Meanwhile, he said, Hanoi was also rejiggering its strategy. Martin said he expected Vietnam to take action against perceived abuses by Chinese exporters “and present reforms as a national upgrade rather than a geopolitical loyalty test”.
A new rule book, not a new Vietnam
Many investors are already fretting over the potential for a July conclusion to the US Section 301 investigations, which could herald fresh tariffs. So, naturally, the looming deadline has prompted another scramble for the next haven.
“We may either return to China or find a country with low tariff advantages and a big local market, like Indonesia,” said Zhou from Tiansu Machinery and Technology.
However, some geopolitical analysts suggested Hanoi may fight to protect its industrial base. Manh-Hung Tran, head of Baker McKenzie’s IP and technology practice in the Asia-Pacific region, noted that Vietnam remained committed to a balanced-relations policy.
Vietnam recognised that Chinese investments were essential to its economy and “will likely continue strengthening economic ties with both the US and China and remain receptive to investment from both countries”, Tran said.
How Hanoi managed Washington’s grievances could ultimately determine the outcome for Chinese manufacturers anchored in Vietnam, Tran added.
Go global, grow local
As Chinese firms face mounting headwinds overseas, Beijing has stepped up regulatory scrutiny even as top leadership continues to endorse going global.
This month, the State Council unveiled new rules on outbound investment. While stressing market principles and respect for host-country laws, the central government reaffirmed its support for firms competing in international markets.

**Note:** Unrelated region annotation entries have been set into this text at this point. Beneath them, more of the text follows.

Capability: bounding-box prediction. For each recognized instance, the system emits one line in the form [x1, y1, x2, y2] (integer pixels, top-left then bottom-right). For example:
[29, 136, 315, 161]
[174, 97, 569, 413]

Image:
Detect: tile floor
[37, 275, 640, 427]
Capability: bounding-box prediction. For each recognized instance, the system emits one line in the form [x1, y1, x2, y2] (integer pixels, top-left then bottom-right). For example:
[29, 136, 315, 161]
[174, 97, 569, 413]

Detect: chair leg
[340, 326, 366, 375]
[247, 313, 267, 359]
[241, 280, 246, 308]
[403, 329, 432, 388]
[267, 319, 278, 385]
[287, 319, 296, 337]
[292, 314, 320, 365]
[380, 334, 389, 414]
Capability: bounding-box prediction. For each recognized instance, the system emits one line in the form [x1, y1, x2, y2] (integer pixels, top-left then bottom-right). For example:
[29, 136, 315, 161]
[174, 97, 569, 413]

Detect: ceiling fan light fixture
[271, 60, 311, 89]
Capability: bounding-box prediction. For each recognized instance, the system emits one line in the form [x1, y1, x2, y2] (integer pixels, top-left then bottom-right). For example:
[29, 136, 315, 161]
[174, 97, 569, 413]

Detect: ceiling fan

State media acknowledged that some Chinese enterprises possessed a limited understanding of foreign risk profiles and may be prone to rushed decision-making. The new rules are designed to offer more guidance on operational upgrades and localisation.
“The State Council shall adjust outbound investment policies based on the changing situation and risks in foreign countries and strengthen monitoring, early warning and risk assessment,” an official reportedly said during a June 1 press conference.
The new framework encourages Chinese firms to upgrade and localise overseas operations just as those in Vietnam face the difficult choice of staying or leaving.
Carl Thayer, a Vietnam specialist and emeritus professor at the University of New South Wales in Australia, observed that a transition was already under way.
“Some Chinese companies deepen vertical integration of manufacturing in Vietnam and source more local raw materials to comply with ‘rules of origin’,” Thayer said. He pointed to a move away from “shallow product re-routing” towards “more legitimate manufacturing integration”.
To survive the new trade reality, Thayer said more Chinese enterprises would adopt strategies focused on “true globalisation”. This, he said, would include hiring local executives and professionals and shifting sales targets to non-US markets to dilute their exposure to Washington’s trade policy.